Preparation and Characterization of Porous Anodic Alumina Nanostructures

Abstract

This thesis describes the preparation and chacacterization of porous anodic alumina (PAA) membranes and synthesis of metal nanostructures based on PAA templates. The aim of this investigation is to optimize the process parameters and prepare metal nanostructures on the pores of PAA membranes using chemical methods. The effect of process parameters such as anodizaton duration, temperature of electrolytic bath and electrolyte concentration are systematically investigated. In this way pore diameter was found to be tunable from 20 to 100 nm and template thickness acheived varied from 20 to 100 mm. Hexagonal pore array with honeycomb-like structures were obtained via self-organised oxidation process. The pore diameters and interpore distances were varied by changing anodization conditions and pore widening time. The regularity ratio (RR) of the PAA membranes were studied in detail using 2D fast Fourier transform (FFT) analysis. Mechanical properties of PAA membranes such as hardness and Youngs modulus were studied using micro and nanoindentation techniques.

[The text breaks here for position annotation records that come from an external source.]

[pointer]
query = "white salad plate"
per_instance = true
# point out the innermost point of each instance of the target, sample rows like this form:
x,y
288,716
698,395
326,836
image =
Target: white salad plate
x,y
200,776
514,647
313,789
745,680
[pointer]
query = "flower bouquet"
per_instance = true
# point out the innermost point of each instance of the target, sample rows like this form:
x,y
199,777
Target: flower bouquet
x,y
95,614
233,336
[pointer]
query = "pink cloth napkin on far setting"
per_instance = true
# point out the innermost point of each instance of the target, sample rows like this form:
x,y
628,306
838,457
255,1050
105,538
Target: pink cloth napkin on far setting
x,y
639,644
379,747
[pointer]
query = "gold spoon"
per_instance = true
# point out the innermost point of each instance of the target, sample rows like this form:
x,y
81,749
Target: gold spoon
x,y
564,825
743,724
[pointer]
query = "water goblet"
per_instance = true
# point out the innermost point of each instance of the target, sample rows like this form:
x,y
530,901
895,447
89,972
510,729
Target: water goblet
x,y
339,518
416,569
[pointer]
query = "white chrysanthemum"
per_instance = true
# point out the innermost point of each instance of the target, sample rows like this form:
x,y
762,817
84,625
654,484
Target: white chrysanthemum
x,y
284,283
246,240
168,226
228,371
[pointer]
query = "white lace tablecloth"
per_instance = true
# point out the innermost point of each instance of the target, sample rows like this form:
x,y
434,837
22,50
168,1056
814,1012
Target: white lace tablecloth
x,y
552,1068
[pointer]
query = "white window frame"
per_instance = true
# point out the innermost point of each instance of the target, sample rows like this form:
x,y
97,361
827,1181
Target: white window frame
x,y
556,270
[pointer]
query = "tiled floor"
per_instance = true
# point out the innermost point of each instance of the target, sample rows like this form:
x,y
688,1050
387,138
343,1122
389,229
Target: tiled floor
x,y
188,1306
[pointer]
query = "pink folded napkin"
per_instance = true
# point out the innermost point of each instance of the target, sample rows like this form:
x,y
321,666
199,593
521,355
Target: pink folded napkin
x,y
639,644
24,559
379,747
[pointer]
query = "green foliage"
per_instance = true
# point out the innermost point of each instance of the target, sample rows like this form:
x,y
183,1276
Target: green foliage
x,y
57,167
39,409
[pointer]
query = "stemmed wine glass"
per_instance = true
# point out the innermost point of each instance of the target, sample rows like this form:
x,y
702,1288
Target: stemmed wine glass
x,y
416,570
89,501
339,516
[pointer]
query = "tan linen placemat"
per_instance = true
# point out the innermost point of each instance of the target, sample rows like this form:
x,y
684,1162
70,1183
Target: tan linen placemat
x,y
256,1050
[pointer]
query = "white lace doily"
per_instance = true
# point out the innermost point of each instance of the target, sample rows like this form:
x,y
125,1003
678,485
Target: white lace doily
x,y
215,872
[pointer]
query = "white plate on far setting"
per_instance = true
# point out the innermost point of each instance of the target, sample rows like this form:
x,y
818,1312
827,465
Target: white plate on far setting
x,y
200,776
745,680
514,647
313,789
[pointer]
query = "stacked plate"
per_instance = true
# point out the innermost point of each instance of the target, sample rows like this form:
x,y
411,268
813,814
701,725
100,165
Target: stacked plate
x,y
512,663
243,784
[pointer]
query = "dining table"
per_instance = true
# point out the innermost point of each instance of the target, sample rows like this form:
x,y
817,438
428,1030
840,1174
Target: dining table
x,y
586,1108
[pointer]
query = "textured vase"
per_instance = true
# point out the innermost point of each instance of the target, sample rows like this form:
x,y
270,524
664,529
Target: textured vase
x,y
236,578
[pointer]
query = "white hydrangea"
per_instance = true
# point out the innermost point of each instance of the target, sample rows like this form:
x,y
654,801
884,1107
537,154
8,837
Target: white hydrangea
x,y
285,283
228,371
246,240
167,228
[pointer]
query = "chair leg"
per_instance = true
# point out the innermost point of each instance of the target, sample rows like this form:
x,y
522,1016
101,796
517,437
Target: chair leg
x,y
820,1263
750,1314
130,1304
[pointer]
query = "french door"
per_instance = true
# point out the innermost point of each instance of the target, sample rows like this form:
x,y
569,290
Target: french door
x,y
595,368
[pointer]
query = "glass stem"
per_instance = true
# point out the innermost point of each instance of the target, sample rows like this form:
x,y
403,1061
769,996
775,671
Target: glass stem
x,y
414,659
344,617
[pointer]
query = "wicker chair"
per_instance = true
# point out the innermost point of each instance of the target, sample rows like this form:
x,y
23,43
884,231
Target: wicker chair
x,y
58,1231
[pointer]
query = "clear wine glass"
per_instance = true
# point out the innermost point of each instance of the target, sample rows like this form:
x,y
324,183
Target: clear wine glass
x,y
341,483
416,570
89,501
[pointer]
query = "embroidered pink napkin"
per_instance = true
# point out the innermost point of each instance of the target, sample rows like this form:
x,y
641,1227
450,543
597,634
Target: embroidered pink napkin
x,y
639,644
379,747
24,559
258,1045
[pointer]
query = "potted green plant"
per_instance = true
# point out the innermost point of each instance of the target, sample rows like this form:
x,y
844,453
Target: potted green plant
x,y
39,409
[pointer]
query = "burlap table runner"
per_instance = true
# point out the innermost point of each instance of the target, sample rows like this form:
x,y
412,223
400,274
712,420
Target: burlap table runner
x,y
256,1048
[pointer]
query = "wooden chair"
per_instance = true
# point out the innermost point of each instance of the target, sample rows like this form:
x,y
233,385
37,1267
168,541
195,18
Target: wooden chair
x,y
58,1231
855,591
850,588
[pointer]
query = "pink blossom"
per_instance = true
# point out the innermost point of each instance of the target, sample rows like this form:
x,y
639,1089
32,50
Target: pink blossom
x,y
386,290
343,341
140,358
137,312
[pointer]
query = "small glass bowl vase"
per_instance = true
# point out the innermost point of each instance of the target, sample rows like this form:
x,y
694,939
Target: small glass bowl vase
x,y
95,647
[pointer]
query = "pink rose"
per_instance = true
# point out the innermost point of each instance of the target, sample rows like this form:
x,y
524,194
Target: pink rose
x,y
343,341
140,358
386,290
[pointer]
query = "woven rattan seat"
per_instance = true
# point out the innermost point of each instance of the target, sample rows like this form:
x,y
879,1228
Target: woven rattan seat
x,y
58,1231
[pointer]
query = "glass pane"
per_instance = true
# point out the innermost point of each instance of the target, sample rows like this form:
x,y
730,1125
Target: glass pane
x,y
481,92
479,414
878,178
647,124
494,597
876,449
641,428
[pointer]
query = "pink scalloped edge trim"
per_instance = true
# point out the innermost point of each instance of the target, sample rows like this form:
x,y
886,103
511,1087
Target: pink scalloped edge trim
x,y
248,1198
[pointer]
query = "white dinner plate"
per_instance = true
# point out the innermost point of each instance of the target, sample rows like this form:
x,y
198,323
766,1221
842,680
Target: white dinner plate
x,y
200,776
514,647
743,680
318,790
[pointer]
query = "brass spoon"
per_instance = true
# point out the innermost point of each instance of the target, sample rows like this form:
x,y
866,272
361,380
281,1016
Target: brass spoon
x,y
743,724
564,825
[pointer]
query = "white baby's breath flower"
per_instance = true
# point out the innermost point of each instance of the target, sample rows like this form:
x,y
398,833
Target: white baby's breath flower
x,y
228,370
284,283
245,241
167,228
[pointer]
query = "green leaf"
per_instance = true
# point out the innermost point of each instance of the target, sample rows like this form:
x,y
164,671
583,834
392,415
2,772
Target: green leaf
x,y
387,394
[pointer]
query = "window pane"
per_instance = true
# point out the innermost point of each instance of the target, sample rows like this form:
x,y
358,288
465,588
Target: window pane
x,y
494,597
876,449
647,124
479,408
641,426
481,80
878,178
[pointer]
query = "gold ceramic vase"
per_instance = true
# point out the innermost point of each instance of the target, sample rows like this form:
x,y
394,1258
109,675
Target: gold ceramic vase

PAA membranes obtained in sulphuric acid exhibited an extremely high hardness of 7.5 GPa and Young’s modulus was 146.5 GPa. The optical absorbance and photoluminscenc of PAA membranes were investigated. The PL spectra of PAA membranes showed an assymetrical behaviour in the blue region. This spectrum was divided into two subbands by Gaussian analysis, originating from two kinds of oxygen-deficient centers, F+ (oxygen vacancy with one electron) and F centers (oxygen vacancy with two electrons) respectively. Contact angle measurements of PAA membranes were analysed at different anodization time and pore widening durations. Synthesis of metal nanostructures (Silver and Copper) by chemical method were studied and presented in detail.